La Generación del 50: Días de
vino y rosas
FRANCISCO BENDEZÚ
¿Desde
cuándo se empezó a hablar de las ‘generaciones‘ literarias por décadas, y quién
fue el primero en hacerlo? El poeta Francisco Bendezú nos lo cuenta en este revelador
testimonio, con el que completamos el tríptico en su homenaje. [LACC]
El
gran poeta y universalmente conocido novelista Manuel Scorza (1) acuñó la
expresión “la generación del cincuenta” en un prólogo que escribió para una
antología publicada por el INC: Poesía
contemporánea del Perú (Lima, 1963). En la explicación y justificación del
cognomento escribía Manuel –uno de los más altos exponentes de la generación de
que hablaba–: “La ‘generación del cincuenta’ sucede cronológicamente a la
‘generación del treinta’ que hace sus primeras armas en Amauta, bajo el ardiente magisterio de J.C. Mariátegui. Es la
generación de los sputniks y del rock, la generación que asiste al derrumbe
imperialista de dien Bien Phu y en Argelia a la liberación de los pueblos
africanos. En su horizonte esta generación ve dibujarse los rostros llameantes
de Lumumba y Fidel Castro, la sonrisa de Marilyn Monroe y los primeros cohetes
espaciales.
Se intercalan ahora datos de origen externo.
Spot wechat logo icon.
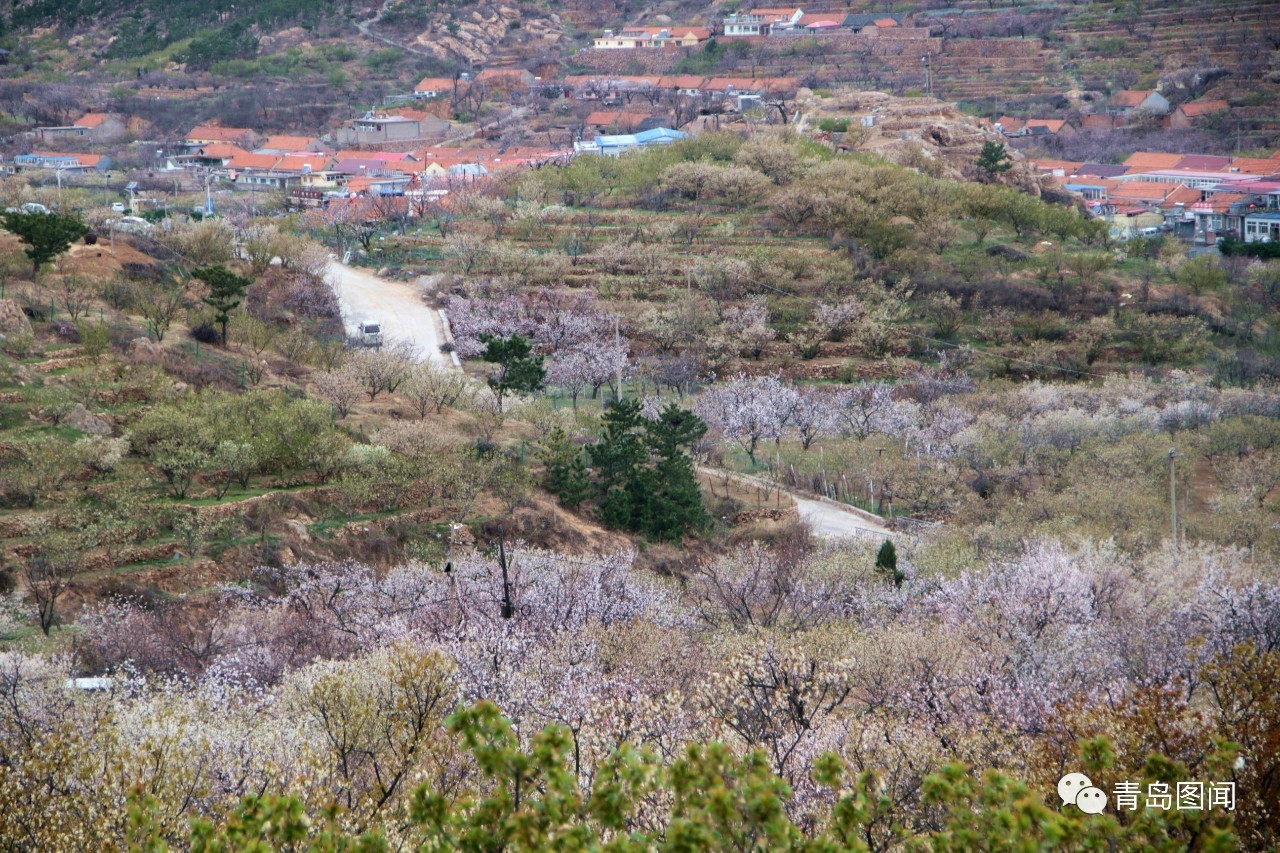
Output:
[1057,774,1107,815]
Es la generación que escucha la voz ‘comprometida’ de Sartre y
Camus. En su mañana contempló la luz corrompida de la primera bomba atómica
pero miró también a Stalingrado. Asistió al derrumbe de la esperanza con España
y al martirio de los campos de concentración bajo la cruz gamada”. Estas
palabras fueron escritas hace 18 años [el artículo que ahora reproducimos fue
publicado el año 1981 (nota del editor del blog)]. Reconocemos fácilmente al
fuego verbal y el vigor imprecario e incomparable del autor de Redoble por Rancas. Pero en el ventenio
(o casi) transcurrido, nos hemos ido percatando de que hablar de “generación
del treinta” es, por decir lo menos, algo exageradillo, demasiado generoso,
irreal. No que neguemos la calidad indiscutible en el ámbito de la poesía de
los nombres de Martín Adán, Westphalen, Xavier Abril, César Moro, Vicente Azar,
Rafael Méndez Dorich, los Peña Barrenechea y L. F. Xammar, entre otros; ni en
el de la investigación seria y minuciosa y la crítica literaria los de Alberto
Tauro, Ella Dum[n]bar Temple, C. Daniel Valcárcel, A. Tamayo Vargas (poeta y
novelista a sus horas) y Estuardo Núñez; ni en la filosofía de Luis Felipe
Alarco y José Russo Delgado ni, finalmente, en el periodismo y la cátedra
universitaria los del sapiente Jorge Puccinelli y el inimitable y fraternal
César Miró (diplomático de gran estilo, además), pero, como suele ocurrir en el
espinoso y, yo diría, irresoluble problema de las generaciones, ciertas
alineaciones de intelectuales, a modo de campos magnéticos, gravitan hacia las
que les precedieron o, en su defecto, hacia las que les continuaron, porque, en
definitiva, los del treinta no alcanzaron una suerte de compactibilidad, ciertos
rasgos inconfundibles de especificidad, un tal grado de independencia que
convierta a estas alineaciones, por así llamarlas, en grupos aparte, realidades
fenoménicas intransferibles y como autárquicas. La “generación del treinta”, en
contra de la siempre valiosa opinión de mi compañero generacional Manuel
Scorza, no existe como ente espiritual autónomo. Cumple, a mi modesto juicio,
un digno y honrosísimo papel de puente, [ilegible]gamen o trait d’ unión (lazo de unión) entre la del Centenario o, más propiamente,
la generación de la postguerra de la Guerra del 14 (1914-1918) y la “generación
del cincuenta” o, más propiamente, la generación de la postguerra de la Segunda
Guerra Mundial (1939-1945). La restante gran generación del presente siglo fue
la del Novecientos[:] Chocano, Riva Agüero, los hermanos García Calderón entre
sus prohombres. El grupo formado por Eguren, Ureta, Yerovi, Valdelomar, Gálvez,
V.A. Belaúnde y tantos más que olvido en tributo a la tiranía del espacio y la
paciencia de los lectores fue a la del Centenario –Mariátegui, L.A. Sánchez,
Alejandro peralta, A. Hidalgo, Juan Parra del Riego, Basadre, Vallejo, Julio C.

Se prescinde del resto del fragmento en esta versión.